In seinem Buch „Im Koten Kloster zu Weimar" schildert Martin Turek die zwei Jahre seiner Ausbildung als Offiziersschüler an der Offiziersschule der Hauptverwaltung der Deutschen Volkspolizei (HVdVP) der DDR in den spannungsgeladenen Jahren 1952/1953 in Weimar.

Die von der Weimarer Bevölkerung erfundene Bezeichnung „Rotes Kloster" ist doppeldeutig. „Kloster" soll die Abgeschiedenheit der Insassen vom übrigen öffentlichen Leben und ihre Einbindung in ein strenges hierarchisches Reglement kennzeichnen, wie man es von Klöstern der Kirchen weiß. Das „Rot" meint Inhalt und politische Richtung der Ausbildung von jungen Polizeioffizieren in der DDR.

Für Martin Turek enden diese zwei Jahre mit dem Rauswurf. „Im Auftrage der Zentralen Parteileitung und der Schulleitung gebe ich folgenden Beschluß bekannt: Genosse Offiziersschüler Turek wird als Wachtmeister aus der Deutschen Volkspolizei entlassen. Wegen unkollektiven Verhaltens erhält er eine strenge Rüge mit Funktionsentzug" - verkündet ihm am Ende der Parteisekretär des Roten Klosters.

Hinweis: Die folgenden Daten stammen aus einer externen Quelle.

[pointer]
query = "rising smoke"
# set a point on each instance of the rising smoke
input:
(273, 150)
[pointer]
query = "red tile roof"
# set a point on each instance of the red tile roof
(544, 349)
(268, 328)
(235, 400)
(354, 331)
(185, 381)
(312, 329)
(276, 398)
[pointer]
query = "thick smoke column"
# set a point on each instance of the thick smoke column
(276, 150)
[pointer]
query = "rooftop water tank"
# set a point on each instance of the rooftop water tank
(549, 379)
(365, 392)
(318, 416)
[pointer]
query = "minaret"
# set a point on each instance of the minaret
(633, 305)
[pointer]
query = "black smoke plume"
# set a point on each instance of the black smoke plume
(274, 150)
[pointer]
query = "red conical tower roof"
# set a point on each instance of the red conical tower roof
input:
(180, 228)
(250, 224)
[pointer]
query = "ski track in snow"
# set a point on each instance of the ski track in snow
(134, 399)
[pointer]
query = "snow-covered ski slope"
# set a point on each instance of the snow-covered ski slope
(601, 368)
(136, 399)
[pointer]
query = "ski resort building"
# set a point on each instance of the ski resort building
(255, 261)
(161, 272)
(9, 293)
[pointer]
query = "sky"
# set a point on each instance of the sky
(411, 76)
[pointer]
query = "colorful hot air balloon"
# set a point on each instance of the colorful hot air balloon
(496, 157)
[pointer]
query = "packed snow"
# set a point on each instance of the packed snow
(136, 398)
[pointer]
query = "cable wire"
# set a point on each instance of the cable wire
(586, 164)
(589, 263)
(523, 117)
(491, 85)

Die persönlichen Erlebnisse des Martin Turek sind eines der vielen kleinen Gucklöcher in die Geschichte, über die Geschichte konkret und erlebbar wird.

Vorwort

Nach der Lektüre könnte der Leser sich fragen, warum hat er das geschrieben? Wollte er damit seine „Vergangenheit bewältigen"? Vorab würde ich antworten: Sicherlich kann der Mensch, besonders der ältere, Erkenntnisse aus der Vergangenheit gewinnen, aber geradewegs bewältigen kann er sie nicht. Ein Mensch ohne Vergangenheit wäre ein Mensch ohne Füße. Deshalb kommt die Aufforderung zur „Bewältigung“ einer Aufforderung zur Amputation gleich.

Nein, mein Anliegen, über das „Damals“ zu berichten, folgt dem Bedürfnis aufzuschreiben, wie sich Persönliches, ja Privates mit dem großen Geschehen und den Praktiken der Jahre 1952/1953 verknotete. Damals – in den hohen Birken spielte der Frühling mit den jungen Blättern. Dort, wo die Realität in Widerspruch zu unseren Idealen geriet, versuchten wir, die Klötze aus dem Weg zu schaffen. Der Frühling konnte kein Irrtum sein.

Ich habe meine Erlebnisse auch deshalb aufgeschrieben, weil heutzutage oftmals mit apriorischer „Gewissheit“ geurteilt und verurteilt wird. Ich versuchte an meinen persönlichen Erlebnissen darzustellen, dass meine Zeit keine gusseiserne war – bar jeglicher Konflikte. Gusseisen ist übrigens sehr zerbrechlich, wenn es zu Boden stürzt, das gilt für die Vergangenheit und die Gegenwart. Gleichfalls ist für beide Zeiträume bestimmend: Wer glaubt das Gewissen zu sein, braucht kein Gewissen zu haben. Wie gesagt, „bewältigen“ kann und will ich meine Vergangenheit nicht. Warum sollte ich sie wie ein lästiges Insekt abschütteln? Ich habe diese Episode meines Lebens beschrieben, weil zuweilen ein Guckloch aufschlussreicher sein kann als 1000 große Fenster.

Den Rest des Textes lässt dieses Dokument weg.